The film is set in an unnamed Brazilian small town. Zé do Caixão (Coffin Joe), the local undertaker who disdains religion and emotion and who believes the only thing that matters is the "continuity of the blood" (specifically his own), is looking for the "perfect woman" to bear him a superior child who will be immortal. Since his wife Lenita has been found to be unable to bear children, Coffin Joe begins to make advances with Terezinha, the fiancée of Joe's friend Antonio. Terezinha scolds him by telling him that Antonio is the only man in her life. During a Catholic holiday, Joe kills his wife Lenita (because of her infertiliy) by tying her up and having a venomous spider bite her. The local authorities cannot find a clue to arrest him and he remains free to do whatever he wants.
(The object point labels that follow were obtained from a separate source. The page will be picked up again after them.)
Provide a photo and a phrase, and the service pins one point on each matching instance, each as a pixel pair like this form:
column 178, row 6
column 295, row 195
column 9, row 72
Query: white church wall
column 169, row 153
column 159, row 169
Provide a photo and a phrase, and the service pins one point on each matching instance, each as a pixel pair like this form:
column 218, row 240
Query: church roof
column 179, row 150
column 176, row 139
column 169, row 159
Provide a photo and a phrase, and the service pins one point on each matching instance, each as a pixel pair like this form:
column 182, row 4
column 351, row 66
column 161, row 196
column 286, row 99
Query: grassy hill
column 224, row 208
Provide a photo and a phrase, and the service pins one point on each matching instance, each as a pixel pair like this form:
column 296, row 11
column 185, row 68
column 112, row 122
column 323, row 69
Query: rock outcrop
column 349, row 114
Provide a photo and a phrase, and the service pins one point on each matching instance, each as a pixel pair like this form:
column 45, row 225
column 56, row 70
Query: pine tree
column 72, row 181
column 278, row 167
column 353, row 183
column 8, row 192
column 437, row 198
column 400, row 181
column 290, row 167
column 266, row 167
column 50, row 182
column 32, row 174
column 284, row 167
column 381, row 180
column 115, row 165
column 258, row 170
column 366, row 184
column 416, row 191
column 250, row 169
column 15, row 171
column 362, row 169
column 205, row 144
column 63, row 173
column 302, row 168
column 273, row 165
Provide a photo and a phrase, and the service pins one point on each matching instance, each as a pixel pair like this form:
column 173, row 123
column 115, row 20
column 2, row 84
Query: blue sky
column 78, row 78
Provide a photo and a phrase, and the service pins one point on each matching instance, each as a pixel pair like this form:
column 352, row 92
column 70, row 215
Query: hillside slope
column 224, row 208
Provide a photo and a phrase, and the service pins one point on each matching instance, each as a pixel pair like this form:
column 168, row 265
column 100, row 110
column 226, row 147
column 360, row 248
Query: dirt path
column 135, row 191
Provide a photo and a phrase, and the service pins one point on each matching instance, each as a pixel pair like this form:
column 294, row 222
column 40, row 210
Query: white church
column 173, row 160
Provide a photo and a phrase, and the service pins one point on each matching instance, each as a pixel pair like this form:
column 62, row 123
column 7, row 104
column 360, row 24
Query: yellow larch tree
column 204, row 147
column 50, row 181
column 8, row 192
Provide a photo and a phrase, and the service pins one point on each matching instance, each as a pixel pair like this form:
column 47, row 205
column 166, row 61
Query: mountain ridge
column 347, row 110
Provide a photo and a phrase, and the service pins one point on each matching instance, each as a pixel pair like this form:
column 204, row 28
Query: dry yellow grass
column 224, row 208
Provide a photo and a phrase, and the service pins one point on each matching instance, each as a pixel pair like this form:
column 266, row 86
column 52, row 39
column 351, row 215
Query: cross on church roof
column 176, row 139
Some days later, Coffin Joe is invited by Antonio to visit a local gypsy who will tell the fortune of Antonio's marriage with Terezinha. The gypsy reveals, however, that there is going to be a tragic disaster, and the two will never get married. Joe, in response, calls her a fraud and states that the supernatural is a hoax. She warns him not to mock the supernatural forces, lest they make him pay. That night, Joe and Antonio go to Antonio's house, where Antonio tells Joe that he really didn't believe the witch's words, and that he expects to marry Terezinha and have a happy life together. Fulfilling the witch's prophecy, Coffin Joe brutally bludgeons and then drowns Antonio in a bathtub.
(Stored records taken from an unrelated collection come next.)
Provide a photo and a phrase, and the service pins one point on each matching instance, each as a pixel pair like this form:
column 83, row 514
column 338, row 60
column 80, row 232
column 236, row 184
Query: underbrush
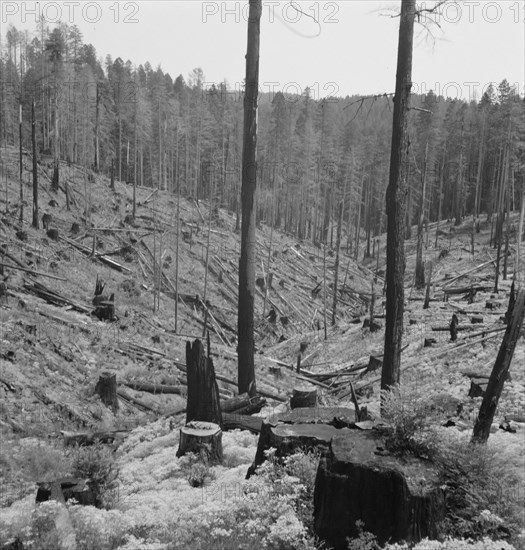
column 484, row 497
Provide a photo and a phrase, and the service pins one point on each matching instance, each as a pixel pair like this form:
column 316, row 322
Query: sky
column 337, row 48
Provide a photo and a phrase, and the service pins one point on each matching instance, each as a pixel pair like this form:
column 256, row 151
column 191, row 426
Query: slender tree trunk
column 56, row 147
column 420, row 268
column 500, row 370
column 35, row 167
column 477, row 199
column 177, row 180
column 21, row 175
column 396, row 201
column 246, row 343
column 440, row 198
column 210, row 216
column 337, row 249
column 517, row 271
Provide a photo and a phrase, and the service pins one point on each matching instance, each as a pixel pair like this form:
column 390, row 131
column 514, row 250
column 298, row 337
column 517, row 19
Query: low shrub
column 96, row 462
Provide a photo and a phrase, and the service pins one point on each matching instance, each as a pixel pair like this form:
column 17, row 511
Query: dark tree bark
column 21, row 216
column 420, row 268
column 201, row 438
column 337, row 250
column 203, row 392
column 35, row 167
column 246, row 344
column 500, row 370
column 396, row 201
column 112, row 177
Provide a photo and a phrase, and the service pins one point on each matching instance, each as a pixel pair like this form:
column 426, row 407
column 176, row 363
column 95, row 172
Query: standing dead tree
column 396, row 201
column 245, row 328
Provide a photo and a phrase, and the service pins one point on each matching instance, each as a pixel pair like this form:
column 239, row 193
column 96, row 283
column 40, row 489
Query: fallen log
column 90, row 438
column 33, row 272
column 156, row 388
column 236, row 421
column 138, row 402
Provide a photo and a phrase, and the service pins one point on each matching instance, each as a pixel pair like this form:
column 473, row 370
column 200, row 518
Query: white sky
column 352, row 50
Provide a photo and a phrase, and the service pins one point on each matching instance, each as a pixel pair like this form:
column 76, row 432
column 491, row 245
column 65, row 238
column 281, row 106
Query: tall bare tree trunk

Once again, the police can find no evidence to directly implicate Joe with the crime. He proceeds with his plan to seduce Terezinha by purchasing a canary for her, which she accepts. Suddenly he starts to touch her against her will. Terezinha tries to resist, and Coffin Joe savagely beats her into a helpless state and rapes her. Finally able to speak, Terezinha curses him for his brutality, saying she will kill herself, then return to take his soul to hell. Joe laughs at her, but the next day she is found hanging in her home. To his surprise, she doesn't blame him in her suicide note. Meanwhile, the village's Dr. Rudolfo begins to suspect Joe for the recent outbreak of violent deaths that has occurred. When Joe becomes aware of the doctor's suspicions, Coffin Joe appears at Dr. Rudolfo's home, gouges his eyes with his long fingernails and sets him on fire.
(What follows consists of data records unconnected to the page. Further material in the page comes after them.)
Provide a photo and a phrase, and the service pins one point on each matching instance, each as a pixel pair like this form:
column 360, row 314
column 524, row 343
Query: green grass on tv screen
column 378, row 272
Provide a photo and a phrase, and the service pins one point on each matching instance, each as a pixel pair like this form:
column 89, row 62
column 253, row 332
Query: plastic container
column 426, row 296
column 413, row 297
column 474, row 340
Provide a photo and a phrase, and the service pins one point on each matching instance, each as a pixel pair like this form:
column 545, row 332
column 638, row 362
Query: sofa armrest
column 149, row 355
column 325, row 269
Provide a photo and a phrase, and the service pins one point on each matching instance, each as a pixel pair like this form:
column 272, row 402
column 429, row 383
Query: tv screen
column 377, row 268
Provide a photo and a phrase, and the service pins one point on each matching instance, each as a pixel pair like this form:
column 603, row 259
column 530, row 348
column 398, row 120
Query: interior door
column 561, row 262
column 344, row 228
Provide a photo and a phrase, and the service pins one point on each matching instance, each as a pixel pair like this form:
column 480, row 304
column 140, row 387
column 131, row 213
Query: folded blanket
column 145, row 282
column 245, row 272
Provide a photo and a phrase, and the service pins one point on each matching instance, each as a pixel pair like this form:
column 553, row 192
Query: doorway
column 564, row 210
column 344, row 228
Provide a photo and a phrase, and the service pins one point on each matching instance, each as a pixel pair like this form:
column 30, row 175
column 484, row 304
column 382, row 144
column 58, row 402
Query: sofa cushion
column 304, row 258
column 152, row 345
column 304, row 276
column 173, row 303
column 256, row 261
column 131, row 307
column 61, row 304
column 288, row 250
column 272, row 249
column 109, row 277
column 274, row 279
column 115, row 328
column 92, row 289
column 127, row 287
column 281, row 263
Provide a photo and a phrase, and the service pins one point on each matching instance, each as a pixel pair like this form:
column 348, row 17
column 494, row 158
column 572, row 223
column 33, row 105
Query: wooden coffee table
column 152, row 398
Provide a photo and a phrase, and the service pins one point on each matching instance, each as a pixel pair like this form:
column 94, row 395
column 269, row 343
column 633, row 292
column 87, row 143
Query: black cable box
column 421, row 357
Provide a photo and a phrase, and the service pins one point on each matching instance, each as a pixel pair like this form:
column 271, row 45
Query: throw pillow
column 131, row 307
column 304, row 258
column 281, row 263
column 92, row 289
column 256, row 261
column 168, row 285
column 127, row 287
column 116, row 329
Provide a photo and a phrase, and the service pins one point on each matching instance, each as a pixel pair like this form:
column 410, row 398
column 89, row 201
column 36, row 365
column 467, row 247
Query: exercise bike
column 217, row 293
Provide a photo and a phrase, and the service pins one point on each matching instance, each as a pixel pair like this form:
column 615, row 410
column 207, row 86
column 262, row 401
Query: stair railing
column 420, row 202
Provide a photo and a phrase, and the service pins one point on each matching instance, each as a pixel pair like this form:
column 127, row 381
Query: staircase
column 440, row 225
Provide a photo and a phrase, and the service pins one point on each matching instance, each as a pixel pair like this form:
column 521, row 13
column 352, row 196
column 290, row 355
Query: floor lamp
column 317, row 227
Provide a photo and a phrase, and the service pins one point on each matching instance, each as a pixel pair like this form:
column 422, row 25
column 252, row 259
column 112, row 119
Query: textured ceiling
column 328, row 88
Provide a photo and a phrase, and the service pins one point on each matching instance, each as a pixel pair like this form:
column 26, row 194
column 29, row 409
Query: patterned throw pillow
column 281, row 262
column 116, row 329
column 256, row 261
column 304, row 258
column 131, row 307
Time passes, and Coffin Joe remains unpunished for his crimes. On the Day of the Dead he meets Marta, a young woman who is visiting her relatives, and decides to choose her as his next perfect woman. Joe escorts Marta home late at night, only to be confronted by the gypsy who predicted the doom of Antonio and Terezinha. She tells Joe that his soul shall be claimed by the ghosts of those he murdered and Satan at midnight. Joe threatens the gypsy, but after leaving Marta at her destination, he is soon visited by ghostly apparitions that test his courage. Realizing he cannot face the apparitions, Joe runs away, and coincidentally arrives at the mausoleum where Antonio and Terezinha were buried. Finally at the edge of his sanity, Joe opens the coffins to prove to himself his victims are really dead, but instead sees that their eyes are open, as if they are still alive, faces crawling with maggots. Some time later, the villagers come to the mausoleum after hearing Coffin Joe's blood-curdling screams and find him lying on his back, horribly disfigured, his eyes bulging open similar to the eyes of the two corpses. At that same time, the bells of the local church ring, announcing the stroke of midnight.